November 25, 2006

Ebay for Democracy: A Revision

The Kodikulam story gets more bizarre by the day. In a post in India Uncut related to my previous post, Ebay for Democracy, Amit Varma has added an update based on an alternative explanation of the auction of seats on the village council, offered by Nilu. Nilu suggests that the auction is motivated by caste and not market forces. According to him, the auctioned seat is reserved for the Dalits. The winning candidate, a Dalit, was allegedly forced by the upper caste folks in the village to pay a fee for the seat. Nilu further contends that the fees for the seats — reservation prices for the auction, I presume — on the council are graded, inversely proportional to the position of the candidate in the caste hierarchy. Apparently, it's a common practice for filling various government positions in many Tamil Nadu villages.

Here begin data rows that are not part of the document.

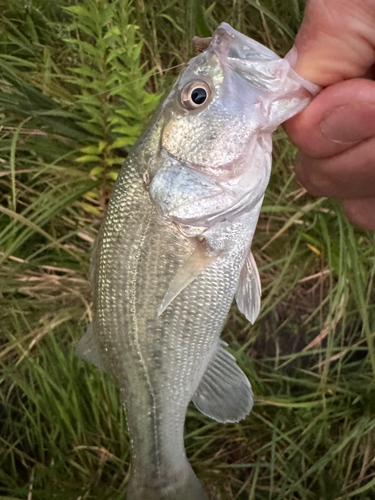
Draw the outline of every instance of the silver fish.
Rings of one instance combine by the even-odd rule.
[[[252,408],[220,332],[234,296],[249,321],[258,315],[250,246],[271,132],[315,91],[287,60],[223,23],[119,174],[92,256],[94,319],[77,352],[120,385],[129,500],[206,499],[184,449],[189,402],[219,422]]]

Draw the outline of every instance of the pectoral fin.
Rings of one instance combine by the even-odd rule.
[[[250,382],[226,345],[220,340],[192,399],[204,415],[222,423],[242,420],[253,407]]]
[[[97,338],[94,335],[93,324],[90,323],[86,333],[76,346],[75,353],[85,361],[89,361],[99,370],[106,371]]]
[[[254,323],[259,314],[261,293],[258,268],[254,256],[250,252],[241,270],[236,291],[238,309],[250,323]]]
[[[182,292],[197,276],[199,276],[219,254],[206,255],[207,246],[200,244],[190,255],[186,262],[178,269],[176,276],[171,281],[167,293],[158,309],[160,316],[169,304]]]

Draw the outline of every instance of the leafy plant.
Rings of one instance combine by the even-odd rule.
[[[76,47],[81,62],[67,81],[80,90],[74,105],[82,111],[79,124],[91,134],[91,144],[81,148],[81,163],[94,164],[92,175],[105,179],[116,175],[108,168],[121,165],[121,148],[134,144],[160,95],[146,90],[153,71],[141,63],[143,40],[138,27],[129,23],[127,1],[85,0],[65,9],[74,17],[67,43]]]

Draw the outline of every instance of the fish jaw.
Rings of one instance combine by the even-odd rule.
[[[150,198],[161,220],[173,222],[187,237],[208,241],[214,228],[216,233],[226,232],[227,226],[245,215],[250,227],[244,226],[244,234],[249,236],[250,231],[252,239],[271,172],[271,137],[255,141],[251,156],[253,168],[227,181],[176,160],[164,162],[150,185]]]

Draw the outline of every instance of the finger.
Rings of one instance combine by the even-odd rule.
[[[313,158],[350,149],[375,135],[375,82],[355,79],[324,89],[284,128],[294,144]]]
[[[375,196],[375,137],[329,158],[299,154],[296,174],[315,196],[357,198]]]
[[[294,69],[318,85],[362,76],[375,61],[375,0],[310,0]]]
[[[353,224],[375,231],[375,198],[343,200],[342,207]]]

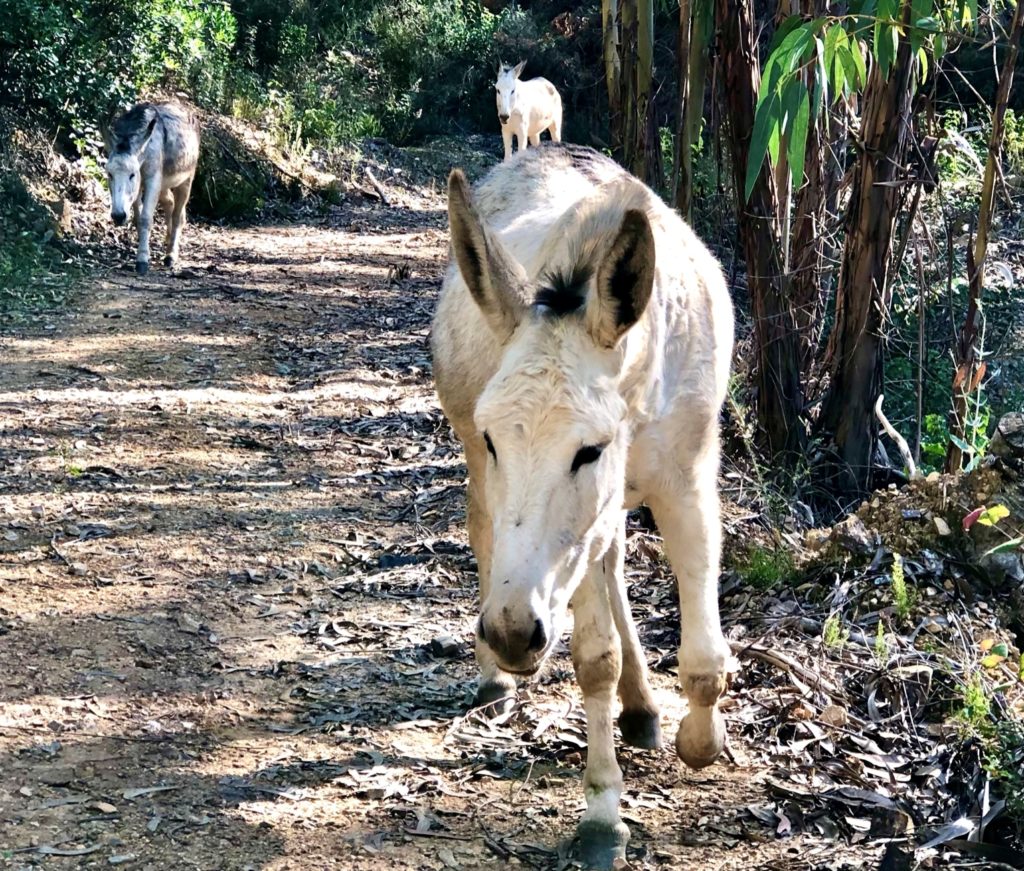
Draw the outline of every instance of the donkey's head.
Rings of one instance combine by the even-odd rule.
[[[515,111],[516,102],[519,99],[517,93],[519,84],[519,74],[523,71],[523,67],[526,66],[526,61],[517,63],[514,67],[507,66],[503,63],[498,64],[498,79],[494,83],[494,90],[497,91],[498,100],[498,120],[504,124],[508,121],[509,116]]]
[[[133,110],[134,111],[134,110]],[[126,118],[130,118],[131,113]],[[122,119],[124,120],[124,119]],[[128,209],[139,196],[142,183],[142,154],[156,128],[156,115],[145,119],[137,129],[125,129],[120,123],[109,131],[107,145],[107,183],[110,185],[110,217],[121,226]]]
[[[565,243],[550,246],[560,253],[532,282],[458,170],[448,212],[459,271],[502,346],[475,411],[494,535],[478,633],[502,668],[530,674],[622,522],[630,424],[620,340],[650,299],[654,238],[642,209],[609,204],[553,233]]]

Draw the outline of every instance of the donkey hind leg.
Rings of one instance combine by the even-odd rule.
[[[725,691],[729,645],[718,616],[721,520],[715,470],[686,480],[675,498],[652,500],[679,584],[679,683],[690,703],[676,734],[676,754],[691,768],[710,765],[725,746],[718,698]],[[667,492],[671,492],[668,490]]]
[[[164,250],[171,250],[171,228],[173,226],[172,215],[174,214],[174,194],[170,189],[162,191],[160,194],[160,211],[164,213],[164,223],[166,224],[164,230],[166,235],[164,237]],[[167,258],[164,258],[164,266],[169,266]]]
[[[479,440],[479,436],[475,437]],[[469,544],[476,556],[477,573],[480,578],[480,603],[487,599],[490,589],[492,529],[491,516],[484,501],[484,475],[487,469],[487,452],[482,445],[469,440],[463,441],[466,449],[466,466],[469,469],[468,526]],[[516,680],[512,675],[498,668],[494,654],[479,637],[476,639],[476,662],[480,668],[480,684],[477,687],[473,707],[486,706],[486,713],[498,714],[516,695]]]
[[[185,228],[185,204],[192,192],[192,179],[174,189],[173,208],[167,218],[167,251],[164,266],[174,266],[181,252],[181,231]]]
[[[148,179],[142,190],[142,205],[138,211],[139,250],[135,255],[135,271],[139,275],[149,272],[149,234],[153,229],[153,215],[160,197],[160,178]]]
[[[540,130],[538,130],[536,133],[530,134],[530,145],[532,145],[534,148],[540,147],[540,134]]]
[[[548,127],[548,133],[551,134],[552,142],[562,141],[562,112],[559,110],[555,113],[555,120],[551,122]]]
[[[661,746],[660,712],[647,677],[647,658],[640,646],[640,637],[629,610],[623,567],[624,552],[623,523],[611,547],[595,566],[595,571],[601,573],[603,585],[608,590],[612,618],[622,643],[622,674],[619,677],[622,713],[619,714],[619,731],[627,744],[652,750]]]
[[[573,596],[572,663],[587,713],[587,767],[583,792],[587,809],[577,828],[587,868],[611,868],[624,859],[629,829],[619,817],[622,772],[615,759],[612,710],[622,671],[608,585],[600,563],[591,567]]]

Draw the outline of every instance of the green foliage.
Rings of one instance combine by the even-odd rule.
[[[788,550],[754,545],[747,551],[742,561],[737,562],[736,571],[750,586],[768,590],[792,579],[796,567],[793,564],[793,555]]]
[[[918,58],[918,81],[923,81],[929,54],[941,57],[948,33],[977,21],[977,0],[855,0],[849,11],[812,21],[794,15],[776,30],[757,97],[746,199],[766,157],[774,167],[785,156],[794,188],[802,184],[810,121],[823,107],[866,87],[867,52],[886,77],[905,35]]]
[[[903,557],[898,553],[893,554],[892,557],[890,590],[892,591],[892,606],[896,619],[900,623],[906,623],[914,606],[915,597],[907,586],[906,575],[903,572]]]
[[[889,639],[885,637],[885,624],[881,620],[878,621],[878,629],[875,631],[873,652],[875,654],[875,662],[879,666],[883,666],[889,661]]]
[[[53,236],[49,215],[14,172],[0,171],[0,316],[61,304],[69,281],[54,280],[60,252],[46,244]]]
[[[0,101],[78,142],[141,93],[223,94],[235,41],[223,0],[9,0],[0,16]]]
[[[842,651],[849,640],[850,630],[843,627],[842,618],[838,614],[829,614],[821,627],[821,642],[825,649]]]

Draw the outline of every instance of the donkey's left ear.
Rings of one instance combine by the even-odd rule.
[[[587,306],[594,341],[612,348],[647,308],[654,287],[654,234],[647,215],[630,209],[597,268],[597,292]]]
[[[516,78],[517,79],[522,74],[522,72],[523,72],[523,70],[525,68],[526,68],[526,61],[524,61],[524,60],[521,60],[521,61],[519,61],[519,63],[516,64]]]
[[[154,115],[153,120],[146,125],[146,132],[142,134],[142,141],[139,143],[136,153],[141,154],[146,150],[146,146],[149,145],[149,140],[153,136],[153,131],[156,130],[156,120],[156,115]]]

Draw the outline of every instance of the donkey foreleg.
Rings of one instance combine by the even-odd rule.
[[[625,858],[629,829],[619,817],[622,772],[615,759],[612,711],[622,672],[622,650],[608,587],[598,563],[573,596],[572,663],[587,713],[587,809],[578,834],[586,867],[611,868]]]
[[[501,139],[505,143],[505,160],[512,157],[512,125],[501,125]]]
[[[157,200],[160,199],[160,179],[151,178],[142,190],[142,205],[137,213],[139,228],[139,249],[135,254],[135,271],[139,275],[149,272],[149,234],[153,229],[153,215],[156,213]]]
[[[185,204],[192,192],[192,179],[178,185],[174,189],[173,205],[167,217],[167,252],[164,255],[164,266],[174,266],[178,262],[181,249],[181,231],[185,227]]]
[[[676,734],[676,753],[691,768],[710,765],[725,746],[718,698],[725,691],[729,645],[718,615],[721,520],[714,472],[678,482],[674,497],[651,509],[679,584],[679,683],[690,703]]]
[[[640,646],[640,637],[637,635],[636,624],[629,610],[624,554],[623,523],[619,525],[611,547],[595,566],[595,571],[600,573],[601,583],[608,590],[612,618],[622,644],[622,674],[618,686],[619,700],[622,702],[619,731],[622,732],[622,740],[627,744],[654,749],[661,746],[660,712],[647,676],[647,658]]]

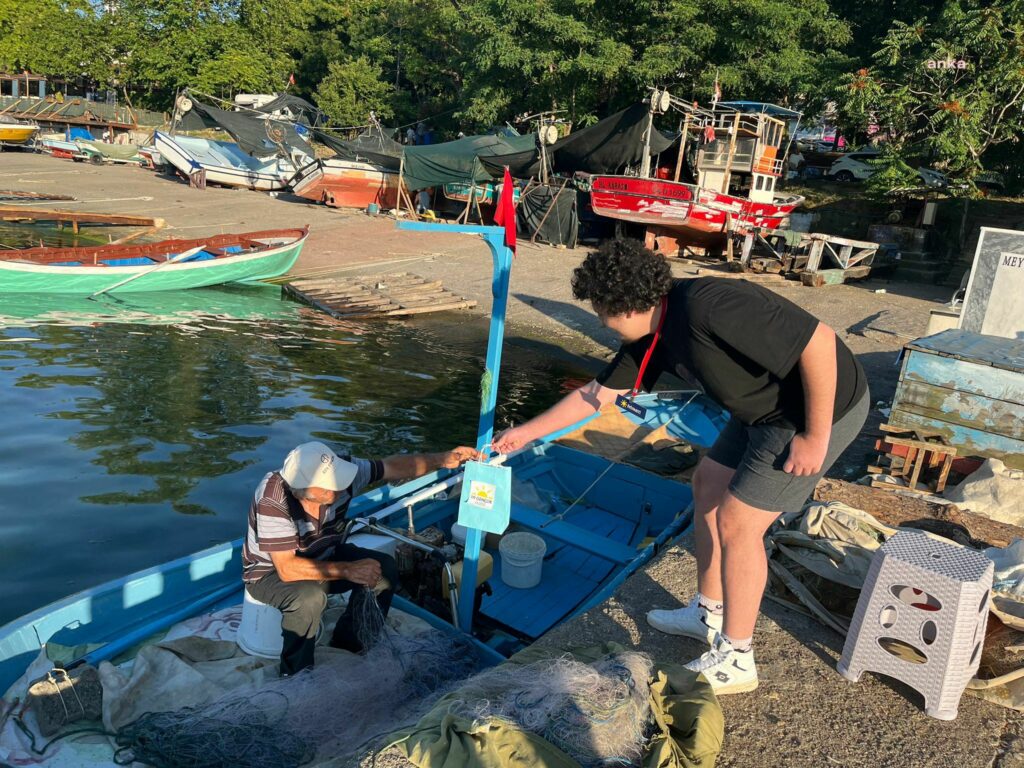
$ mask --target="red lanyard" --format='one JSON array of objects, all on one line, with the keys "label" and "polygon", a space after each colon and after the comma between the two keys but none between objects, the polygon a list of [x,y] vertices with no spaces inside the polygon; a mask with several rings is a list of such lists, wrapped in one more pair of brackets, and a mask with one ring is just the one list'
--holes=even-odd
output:
[{"label": "red lanyard", "polygon": [[661,317],[658,318],[658,330],[654,332],[654,338],[651,339],[651,346],[647,348],[647,354],[644,355],[643,362],[640,363],[640,370],[636,374],[636,383],[633,385],[633,391],[629,393],[630,398],[636,397],[640,392],[640,387],[644,383],[644,371],[647,370],[647,364],[651,362],[651,355],[654,354],[654,348],[658,346],[658,341],[661,339],[661,329],[665,325],[665,315],[668,314],[668,297],[661,297]]}]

I was a bit puzzled by Nilu's explanation, because my understanding is that there is a direct correlation between caste and class status in Indian villages. How could the Kodikulam village rationally expect to fetch a higher price for a seat reserved for the poor Dalits than, say, for one reserved for the relatively well off Thevars, the dominant caste in that part of India? Rs. 200,000 could well be the life-time earnings of a Dalit farmhand. Would it not be too risky to bid it all on the uncertain earnings from a seat on the village council, bribes included?

I dug a little deeper and found more fascinating details of the story in the Indian Express. It seems that the seat in question is indeed reserved for the Dalits. It's held by Ms. Balamani, a poor Dalit woman. What was auctioned, however, was not the seat, but the right to control Balamani! The highest bidder would retain the right to use her as a rubber stamp, and expropriate all the commissions that she would earn while she held the post —

...While T Madhivanan was the hot favourite with his offer of Rs 2 lakh [Rs. 200,000] till this morning, another farmer, Karuppusamy Ayyavu Thevar (36), surprised everyone with his offer of Rs. 2.16 lakh [Rs. 216,000] and ‘won’ Balamani...

To a country that is used to seeing heads of states elected, only to be the rubber stamps for their real bosses who might be in political exile, this should not come as a surprise. For Ms. Balamani, who has been excluded from the best part of the spoils, the reservation of the seat for Dalits should seem pointless. Mr. Thevar is most likely to fall short of his expected earnings from the investment by at least Rs. 16,000. He would do better to pay heed to the winner's curse, the next time he bids in an auction. Those in the current Indian government, who want to institute caste, community, and gender based quotas in everything from university admissions to cricket, should take note of the story, too. This is how the quota regime and other forms of market intervention can be hijacked to entrench perceived and real social inequities. Amazing lessons in the power of the market forces that even a Ph.D in economics would find worthwhile to learn!

Milton Friedman too would have loved to hear this story, if he were alive. It's the ultimate tribute to the man, beating easily the Salon article that I referred to in my earlier post on his demise. Commenting on political corruption in India during the heydays of the License-Permit Raj, Milton and Rose Friedman wrote:

"We shall not soon forget the tongue-lashing one of us received from a prominent, highly successful and extremely literate Indian entrepreneur-physically the very model of the Marxist caricature of an obese capitalist-in reaction to remarks that he correctly interpreted as criticism of India's detailed central planning. He informed us in no uncertain terms that the government of a country as poor as India simply had to control imports, domestic production, and the allocation of investment-and by implication grant him the special privileges in all these areas that are the source of his own affluence-in order to assure that social priorities override the selfish demand of individuals." [Source: Free to Choose-A Personal Statement by Milton and Rose Friedman, Harcourt Brace Jovanovich, New York, 1980, pp54]

What could be better than an auction for corruption to please this man with such unshakable faith in the market? By the way, could someone please post the current asking price for a backward caste birth certificate in India?

1 comment :
  1. I am surprised how such a nugget of a post can go without a comment. Unless the truth is that your readers are speechlessly intimidated by your erudition and brilliance.
    Yes, I confess, I am, too, but not speechlessly so. I tend to get a bit talkative, like after the initial loading dose of a fine single malt.